BAB I
PENDAHULUAN
Dalam
kehidupan bertetangga, bermasyarakat, berbangsa maupun bernegara kita sebagai
umat yang senantiasa bersosialisasi, berinteraksi dengan yang lainnya,
khususnya umat muslim, sudah sepantasnya kita menmpilkan akhlak mulia yang
telah dicontohkan oleh Rasulullah saw dan para sahabat beliau yang diridloi
oleh Allah swt. Berperilaku/berakhlak mulia di dalam bertetangga sangat perlu
untuk direalisasikan dalam kehidupan sehari-hari.
Sebagai
sesama umat yang seakidah kita perlu menjaga keharmonisan persaudaraan yang
didasarkan atas kesamaan di dalam berkeyakinan.

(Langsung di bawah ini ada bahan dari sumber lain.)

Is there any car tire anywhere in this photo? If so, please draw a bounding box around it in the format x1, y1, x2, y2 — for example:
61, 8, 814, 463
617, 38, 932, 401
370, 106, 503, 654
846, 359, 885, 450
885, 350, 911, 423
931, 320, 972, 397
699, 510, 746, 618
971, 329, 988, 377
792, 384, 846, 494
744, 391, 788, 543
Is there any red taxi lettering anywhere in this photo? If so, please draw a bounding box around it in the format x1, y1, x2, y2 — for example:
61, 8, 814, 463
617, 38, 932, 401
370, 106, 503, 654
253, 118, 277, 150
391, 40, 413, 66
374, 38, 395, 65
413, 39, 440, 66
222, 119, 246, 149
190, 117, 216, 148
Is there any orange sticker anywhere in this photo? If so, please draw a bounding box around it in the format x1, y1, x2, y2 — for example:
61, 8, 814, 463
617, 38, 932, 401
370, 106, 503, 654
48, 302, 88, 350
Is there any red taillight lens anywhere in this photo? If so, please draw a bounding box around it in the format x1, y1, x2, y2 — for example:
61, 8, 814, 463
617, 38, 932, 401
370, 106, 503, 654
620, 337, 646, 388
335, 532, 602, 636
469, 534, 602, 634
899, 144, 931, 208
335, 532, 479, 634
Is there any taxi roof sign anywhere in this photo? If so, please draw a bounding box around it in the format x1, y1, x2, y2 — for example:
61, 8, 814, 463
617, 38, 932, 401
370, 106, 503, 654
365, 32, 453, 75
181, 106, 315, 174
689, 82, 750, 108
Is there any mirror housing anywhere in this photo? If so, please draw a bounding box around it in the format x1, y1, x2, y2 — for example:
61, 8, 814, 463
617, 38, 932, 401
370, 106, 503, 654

Islam mengajarkan agar kita
selalu menampilkan kemuliaan akhlak dalam tetangga. Di samping itu kita juga
harus menampilkan akhlak yang mulia di dalam kehidupan bermasyarakat, berbangsa
dan bernegara.
BAB II
PEMBAHASAN
PENGERTIAN, RUANG LINGKUP PEMBAGIAN
AKHLAK
A. PENGERTIAN
AKHLAK
Ada dua pendekatan yang dapat digunakan untuk mendefinisikan akhlak,
yaitu pendekatan linguistik
(kebahasaan) dan pendekatan terminologik
(peristilahan). Dari sudut kebahasaan, akhlak berasal dari bahasa Arab, yaitu isim masdar (bentuk infinitif) dari kata
akhlak, yukhliqu, ikhaqan, sesuai dengan timbangan (wazan) trulasi majid af’ala, yuf’ilu
if’alan yang berarti al-sajiyah
(perangai), ath-thabi’ah (kelakuan, tabi’at, watak dasar), al’adat (kebiasaan, kelaziman), al-maru’ah (peradaban yang baik), dan al-din (agama).[1]
Perumusan pengertian akhlak timbul sebagai media
yang memungkinkan adanya hubungan baik antara khalik dengan makhluknya. Ibnu Athir menjelaskan bahwa hakikat
makna khuluq itu, adalah gambaran
batin manusia yang tepat (yaitu jiwa dan sifat-sifatnya), sedangkan khalqu
merupakan gambaran bentuk luarnya (raut muka, warna kulit, tingkah laku,
rendahnya tubuh dan lain sebagainya).
Menurut Prof. Dr. Ahmad Amin memberikan definisi,
bahwa yang disebut dengan akhlak yaitu kehendak yang dibiasakan. Definisi ini
terdapat dalam suatu tulisannya yang artinya sementara orang membuat definisi
akhlak, bahwa yang disebut dengan akhlak adalah kehendak yang dibiasakan.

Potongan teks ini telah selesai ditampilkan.